神父さんは続けた。「聖書を読むのが一番大事なのでそこは是非やってほしいけど、本田哲郎って神父の方が書いた、『小さくされた人々の福音』っていうのがおすすめだから、良かったらそれを買って読んでみて。この本は、聖書の原語にできるだけ忠実に日本語訳をされているものなんです。」

話したのは1時間くらいだったと思うが、俺は本当に、生まれ変わったような気分で、軽い足取りで家路に着いた。帰りの電車の中で早速、教えてもらった聖書をネットで注文した。

キリスト教のことや聖書の教えに本格的に触れていくのはこれからだけど、もう第2の人生が始まったような気がしていた。

■ 俺にとってクリスチャンになるとは

結局、俺にとってクリスチャンになるとは、例え他人が胡散臭いとか気持ち悪いとか言うようなものであっても、他人に何を言われようとも自分が好きなことをやる、一度きりの人生を自由に生きてみるっていうこと、そのものだった。

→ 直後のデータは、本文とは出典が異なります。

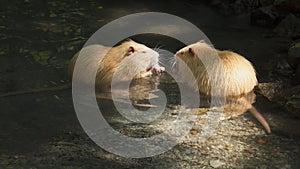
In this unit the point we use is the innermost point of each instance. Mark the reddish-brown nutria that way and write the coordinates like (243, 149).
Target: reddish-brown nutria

信仰を始めるのには、洗礼を受けた!とか、この日からクリスチャンになることを神に誓った!みたいな明確なターニングポイントが必ずしも必要ではなく、信仰心はじわじわと育っていくものだと思う。

この連載noteはこれで一旦終わりますが、引き続き別のnoteでは本格的に、キリスト教の内容について触れていく予定です!